2005 Cadillac escalade (automatic) with 125000 miles on it. Kbb says its worth over 9k. Needs fuel lines and brake lines and the key is missing. This person is asking 2 grand I might settle for less. Kbb says its worth well over 9k in excellent condition.
2006 Tahoe (automatic) for 800 bucks. It says 2000 miles but I think it's 200,000 miles. They say it stalls out and the rear window doesn't work. Kbb says its worth around 6500 to 7k.
2002 gmc envoy (automatic) for 1500 bucks. It has 105000 miles on it and they say it needs a new battery only and to bring our own battery, they dont want to waste money on one. Kbb says its worth 4k
Id likely just fix what's wrong and sell them, or keep it for doing side hustles like moving or delivering packages. I'd probably do these side hustles once every few days or so to earn a bit more cash on the side.

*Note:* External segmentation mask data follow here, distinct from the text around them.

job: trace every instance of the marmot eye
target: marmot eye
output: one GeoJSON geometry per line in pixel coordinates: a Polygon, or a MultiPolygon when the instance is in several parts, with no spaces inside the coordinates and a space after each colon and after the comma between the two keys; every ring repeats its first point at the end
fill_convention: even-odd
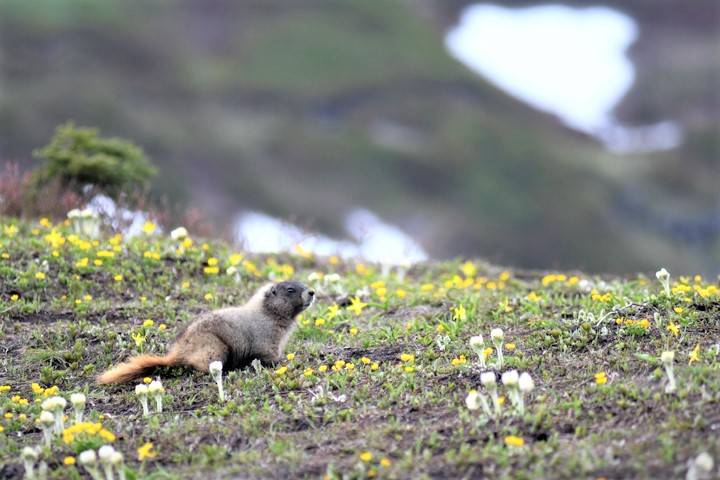
{"type": "Polygon", "coordinates": [[[288,287],[287,289],[288,293],[295,293],[295,289],[293,287],[288,287]]]}

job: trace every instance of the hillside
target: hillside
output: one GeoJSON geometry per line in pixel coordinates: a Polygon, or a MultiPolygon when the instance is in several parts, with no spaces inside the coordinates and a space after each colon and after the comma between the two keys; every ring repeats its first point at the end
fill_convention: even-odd
{"type": "Polygon", "coordinates": [[[23,478],[21,451],[36,446],[22,454],[36,470],[90,478],[81,453],[103,445],[129,479],[718,475],[716,282],[673,276],[665,290],[642,275],[479,261],[383,273],[173,240],[152,225],[123,238],[77,233],[81,223],[2,224],[2,478],[23,478]],[[226,373],[226,401],[208,375],[162,370],[162,412],[151,396],[144,416],[135,384],[95,383],[128,356],[166,352],[197,313],[284,278],[313,286],[317,301],[286,361],[226,373]],[[522,408],[511,371],[530,378],[519,380],[522,408]],[[79,393],[83,421],[68,402],[79,393]],[[46,438],[36,422],[57,396],[68,418],[53,434],[51,417],[46,438]]]}
{"type": "Polygon", "coordinates": [[[142,145],[156,194],[218,232],[256,209],[343,236],[364,207],[436,258],[715,272],[716,251],[624,215],[644,159],[467,71],[408,5],[3,2],[0,158],[29,167],[74,119],[142,145]]]}

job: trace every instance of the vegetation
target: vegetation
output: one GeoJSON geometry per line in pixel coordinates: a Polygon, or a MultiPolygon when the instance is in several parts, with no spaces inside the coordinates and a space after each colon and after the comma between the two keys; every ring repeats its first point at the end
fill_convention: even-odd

I did find a few honda civics and accords for well under 2 grand that are manuals if the delivery stuff isn't a good idea.
I normally don't like suvs and trucks but if I can get something that's worth 6 or 10k for 1 or 2k that would be pretty cool. Obviously I'd have someone check it out if there's no trouble codes in the scan tool.
- Out of those I'd buy the envoy but personally I'd get a Toyota or Honda myself
Eh its more of a project thing so if something breaks I want to learn how to fix it. I already have a normal car I use for daily commuting.
So you basically want to flip one of these options. From someone with experience selling cars, let me offer some free advice:
Toss the book value out the window. I don't care if you buy it for $500 and KBB says it is worth $50k, KBB isn't going to buy your car. Older, higher mileage cars are worth whatever two people agree is fair. And if you, for example, buy that Escalade, fix it, and put it up for sale for $9000, you'll be that guy whose Craigslist post is still online next year despite your ad saying "KBB says....". DO NOT put faith in book values. Period. Nobody pays KBB, Edmund's, etc. prices. You have to know the market in your area and sell accordingly. This comes from studying sales of similar vehicles in your area and doing some math to figure out what your correct price would be.
The other thing to point out: be very, very wary of vehicles that "just need a battery." Sure, you may plug a battery in and it crank right up. But realize if there are codes in the system, they are not going to show because it takes time for the computer to see issues. Any engine codes, etc. are typically reset when the battery is removed. You may find out 100 miles later you bought a clunker.
Just some tips from someone who has been around the block a few times in this industry. I wish you good luck!
Yeah I was thinking that also with the GMC vehicle. If there are alot of codes that are "erased" are they still visible with a scan tool?
I may or may not flip it. I would use it for a side project such as moving, shipping large items that nobody else wants to, stuff like that.
They will not show up on a scan as the memory will be erased on the PCM due to it sitting with no power.